Violenza economica di genere, Carlettini: “Difficile da riconoscere, porta a isolamento”
La violenza economica perpetrata nei confronti delle donne è un fenomeno purtroppo diffuso ma che rimane “sommerso” poiché poco percepito e di conseguenza poco denunciato. Un problema sostanzialmente culturale che è stato oggetto della seduta di fine anno della Consulta delle Pari Opportunità del Comune di Arezzo a cui hanno partecipato Elisa Serafini, direttrice di Pronto Donna onlus Arezzo, e Stefania Loddo del Centro Veneto Progetto Donna.
Dai dati portati dalla direttrice di Pronto Donna, elaborati su un campione di 200 donne inserite nei percorsi antiviolenza, risulta che molte tra coloro che sono oggetto di violenza economica faticano a riconoscere di esserne vittima, con il risultato di trovarsi in una situazione di isolamento e di incapacità di immaginarsi fuori dalla relazione violenta.

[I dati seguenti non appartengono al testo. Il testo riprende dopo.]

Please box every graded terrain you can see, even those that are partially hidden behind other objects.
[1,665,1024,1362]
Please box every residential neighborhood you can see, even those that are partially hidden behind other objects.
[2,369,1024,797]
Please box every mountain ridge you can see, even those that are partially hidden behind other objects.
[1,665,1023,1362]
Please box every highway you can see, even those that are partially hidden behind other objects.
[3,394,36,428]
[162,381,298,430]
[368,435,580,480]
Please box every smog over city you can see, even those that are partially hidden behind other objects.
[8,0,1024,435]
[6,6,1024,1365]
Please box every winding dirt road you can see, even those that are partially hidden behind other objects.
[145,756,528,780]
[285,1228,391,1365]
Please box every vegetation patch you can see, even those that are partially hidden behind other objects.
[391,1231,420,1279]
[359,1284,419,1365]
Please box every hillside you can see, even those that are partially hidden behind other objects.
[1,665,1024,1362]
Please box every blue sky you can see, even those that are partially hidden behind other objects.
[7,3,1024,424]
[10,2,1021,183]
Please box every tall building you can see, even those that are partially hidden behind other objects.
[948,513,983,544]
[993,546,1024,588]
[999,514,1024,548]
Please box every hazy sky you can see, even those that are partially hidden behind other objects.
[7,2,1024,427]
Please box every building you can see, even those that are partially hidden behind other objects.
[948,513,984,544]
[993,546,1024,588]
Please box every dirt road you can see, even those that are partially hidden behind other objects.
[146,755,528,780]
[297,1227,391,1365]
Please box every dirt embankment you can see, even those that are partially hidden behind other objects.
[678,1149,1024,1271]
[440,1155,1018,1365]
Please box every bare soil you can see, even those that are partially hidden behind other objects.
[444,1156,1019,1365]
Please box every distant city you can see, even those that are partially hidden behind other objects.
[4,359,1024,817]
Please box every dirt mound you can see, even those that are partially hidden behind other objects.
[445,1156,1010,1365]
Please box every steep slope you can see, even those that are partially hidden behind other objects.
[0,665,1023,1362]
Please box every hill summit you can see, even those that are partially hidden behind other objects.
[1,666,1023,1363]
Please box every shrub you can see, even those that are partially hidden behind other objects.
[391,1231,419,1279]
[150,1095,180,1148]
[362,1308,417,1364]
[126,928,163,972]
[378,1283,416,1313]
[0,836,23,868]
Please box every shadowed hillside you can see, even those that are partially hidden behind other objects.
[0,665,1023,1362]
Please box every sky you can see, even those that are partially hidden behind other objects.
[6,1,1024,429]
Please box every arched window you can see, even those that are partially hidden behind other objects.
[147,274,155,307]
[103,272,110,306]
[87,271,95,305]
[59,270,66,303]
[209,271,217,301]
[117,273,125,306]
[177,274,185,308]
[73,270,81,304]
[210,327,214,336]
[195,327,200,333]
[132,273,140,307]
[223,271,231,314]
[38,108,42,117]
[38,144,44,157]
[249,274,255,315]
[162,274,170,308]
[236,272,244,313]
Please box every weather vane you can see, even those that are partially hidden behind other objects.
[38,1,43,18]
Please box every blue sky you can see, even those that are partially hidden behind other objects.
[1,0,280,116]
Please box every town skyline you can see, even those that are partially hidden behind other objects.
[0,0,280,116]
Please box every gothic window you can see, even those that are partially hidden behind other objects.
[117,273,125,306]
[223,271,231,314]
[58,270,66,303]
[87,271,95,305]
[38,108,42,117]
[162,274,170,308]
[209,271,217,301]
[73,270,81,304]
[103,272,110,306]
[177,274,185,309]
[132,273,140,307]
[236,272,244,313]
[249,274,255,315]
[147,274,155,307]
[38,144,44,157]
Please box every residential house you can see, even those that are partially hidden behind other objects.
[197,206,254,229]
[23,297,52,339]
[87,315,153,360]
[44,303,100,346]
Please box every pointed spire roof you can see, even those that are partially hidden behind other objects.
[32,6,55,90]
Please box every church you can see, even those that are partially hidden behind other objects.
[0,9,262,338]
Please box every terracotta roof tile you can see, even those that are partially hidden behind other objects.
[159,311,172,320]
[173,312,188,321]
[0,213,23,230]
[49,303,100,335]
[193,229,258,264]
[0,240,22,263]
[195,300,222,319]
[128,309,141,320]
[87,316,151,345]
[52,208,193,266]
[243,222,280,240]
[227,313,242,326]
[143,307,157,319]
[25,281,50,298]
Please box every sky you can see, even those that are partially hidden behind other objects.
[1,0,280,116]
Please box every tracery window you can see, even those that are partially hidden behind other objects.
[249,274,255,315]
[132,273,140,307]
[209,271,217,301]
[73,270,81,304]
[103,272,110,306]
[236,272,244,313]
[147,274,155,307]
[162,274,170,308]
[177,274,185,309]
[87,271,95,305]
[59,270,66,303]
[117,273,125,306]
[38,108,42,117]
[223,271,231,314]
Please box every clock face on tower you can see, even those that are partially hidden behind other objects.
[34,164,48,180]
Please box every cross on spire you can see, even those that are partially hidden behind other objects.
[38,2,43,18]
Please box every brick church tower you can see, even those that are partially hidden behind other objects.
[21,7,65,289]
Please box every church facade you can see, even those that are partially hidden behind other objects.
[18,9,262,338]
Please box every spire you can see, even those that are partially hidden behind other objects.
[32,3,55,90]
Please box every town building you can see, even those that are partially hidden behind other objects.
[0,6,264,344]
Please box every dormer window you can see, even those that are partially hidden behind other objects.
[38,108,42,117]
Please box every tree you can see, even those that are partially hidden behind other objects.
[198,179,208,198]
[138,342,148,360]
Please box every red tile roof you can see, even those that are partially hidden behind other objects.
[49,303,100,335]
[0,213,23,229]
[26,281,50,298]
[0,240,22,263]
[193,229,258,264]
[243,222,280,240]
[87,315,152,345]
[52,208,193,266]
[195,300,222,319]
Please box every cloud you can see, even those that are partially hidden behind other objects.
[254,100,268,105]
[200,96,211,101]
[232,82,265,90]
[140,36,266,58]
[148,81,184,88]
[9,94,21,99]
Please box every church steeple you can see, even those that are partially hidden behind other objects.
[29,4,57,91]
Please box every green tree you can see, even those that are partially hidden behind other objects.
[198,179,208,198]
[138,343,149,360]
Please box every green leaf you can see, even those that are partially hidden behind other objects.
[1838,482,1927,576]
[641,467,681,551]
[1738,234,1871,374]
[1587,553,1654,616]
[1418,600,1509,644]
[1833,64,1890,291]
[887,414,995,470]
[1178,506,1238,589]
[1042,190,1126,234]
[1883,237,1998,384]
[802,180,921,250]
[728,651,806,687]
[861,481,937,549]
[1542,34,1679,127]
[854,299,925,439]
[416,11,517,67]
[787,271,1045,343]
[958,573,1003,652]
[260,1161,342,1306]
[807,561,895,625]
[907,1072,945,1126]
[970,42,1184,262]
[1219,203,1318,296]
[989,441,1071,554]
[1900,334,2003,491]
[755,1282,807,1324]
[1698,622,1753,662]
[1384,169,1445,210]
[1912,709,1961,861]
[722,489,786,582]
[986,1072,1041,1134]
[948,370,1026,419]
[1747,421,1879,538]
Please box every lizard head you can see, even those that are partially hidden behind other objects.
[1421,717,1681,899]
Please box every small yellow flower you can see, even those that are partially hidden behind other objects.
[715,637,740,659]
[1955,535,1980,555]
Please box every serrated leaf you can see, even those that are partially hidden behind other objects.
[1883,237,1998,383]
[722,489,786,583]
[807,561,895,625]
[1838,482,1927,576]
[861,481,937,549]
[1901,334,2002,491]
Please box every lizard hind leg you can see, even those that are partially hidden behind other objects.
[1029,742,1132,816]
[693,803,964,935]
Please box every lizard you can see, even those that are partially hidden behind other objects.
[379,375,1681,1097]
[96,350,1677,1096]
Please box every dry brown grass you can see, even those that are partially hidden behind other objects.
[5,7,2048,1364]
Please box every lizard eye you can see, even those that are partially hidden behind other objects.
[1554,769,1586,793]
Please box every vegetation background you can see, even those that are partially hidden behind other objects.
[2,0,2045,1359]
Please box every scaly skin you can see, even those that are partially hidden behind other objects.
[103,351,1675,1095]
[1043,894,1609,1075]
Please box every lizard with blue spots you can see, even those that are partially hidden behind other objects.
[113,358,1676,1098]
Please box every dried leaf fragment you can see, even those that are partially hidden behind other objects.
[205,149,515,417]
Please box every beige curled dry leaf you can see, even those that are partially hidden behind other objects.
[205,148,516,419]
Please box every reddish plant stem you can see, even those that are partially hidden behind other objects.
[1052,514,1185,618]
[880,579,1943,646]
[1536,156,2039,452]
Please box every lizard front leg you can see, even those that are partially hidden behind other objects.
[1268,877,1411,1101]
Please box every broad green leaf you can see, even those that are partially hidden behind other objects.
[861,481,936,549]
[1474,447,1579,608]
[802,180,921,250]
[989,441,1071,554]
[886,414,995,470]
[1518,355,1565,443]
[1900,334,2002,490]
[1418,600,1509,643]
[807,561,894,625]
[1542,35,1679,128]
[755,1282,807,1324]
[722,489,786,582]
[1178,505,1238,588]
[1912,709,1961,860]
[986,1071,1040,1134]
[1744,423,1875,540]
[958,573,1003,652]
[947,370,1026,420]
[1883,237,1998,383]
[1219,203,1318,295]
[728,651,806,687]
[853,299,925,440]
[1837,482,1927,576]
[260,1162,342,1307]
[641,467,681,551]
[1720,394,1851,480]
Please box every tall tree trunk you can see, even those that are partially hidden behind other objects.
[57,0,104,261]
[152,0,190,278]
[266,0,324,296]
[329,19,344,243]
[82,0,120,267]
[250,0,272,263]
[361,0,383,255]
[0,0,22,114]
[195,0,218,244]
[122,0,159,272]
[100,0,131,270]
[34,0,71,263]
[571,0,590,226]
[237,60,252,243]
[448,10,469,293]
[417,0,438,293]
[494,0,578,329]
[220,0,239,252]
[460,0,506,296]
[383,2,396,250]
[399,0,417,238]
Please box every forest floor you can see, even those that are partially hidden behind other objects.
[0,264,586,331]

La violenza economica, poi, ha spesso origine all’interrompersi della violenza fisica, rimanendo l’unica forma di controllo che l’ex partner può esercitare sulla donna, e viene attuata con vari mezzi, come ad esempio il mancato pagamento del mantenimento, l’intestazione delle proprietà dei beni a terzi, l’abbandono del posto di lavoro magari in favore di un impiego “al nero”. Tutto ciò porta le vittime a sperimentare ancora situazioni di forte stress psicologico che talvolta le spingono a rinunciare direttamente a tutti i beni ai quali invece avrebbero diritto, pur di non affrontare ulteriori situazioni di conflitto. Studi e rilevazioni a livello nazionale rivelano poi che un terzo delle donne italiane non ha un conto corrente ad esse intestato, e che nel periodo della pandemia sono state le prime a perdere il lavoro, in quanto la loro retribuzione, inferiore a quella maschile a causa del gender gap, è stata considerata “sacrificabile”.
Altrettanto eloquenti, i dati del progetto “Conto su di me” attivato dal Centro Veneto Progetto Donna nelle province di Padova, Belluno, Venezia e Treviso. Come spiegato da Stefania Loddo, il progetto ha compreso un programma di educazione economico-finanziaria per le donne, di impulso all’autoconsapevolezza della dipendenza economica, informazione e sensibilizzazione sul tema, e un’attività di supporto alla ricerca del lavoro. Particolarmente critica la valutazione della percezione della violenza: il 45% delle donne che ritengono di non subire violenza economica è invece soggetta alle forme più gravi quali il controllo economico e lo sfruttamento economico con coercizione.
“Il controllo economico esercitato contro le donne è una forma di violenza di genere particolarmente subdola, discriminante e lesiva della dignità – ha commentato l’assessore Giovanna Carlettini -. E’ fondamentale un’azione di educazione e consapevolezza che aiuti le donne, vittime a volte anche inconsapevoli. Grazie alla Consulta per il lavoro e l’impegno costante riservato a tematiche così importanti”.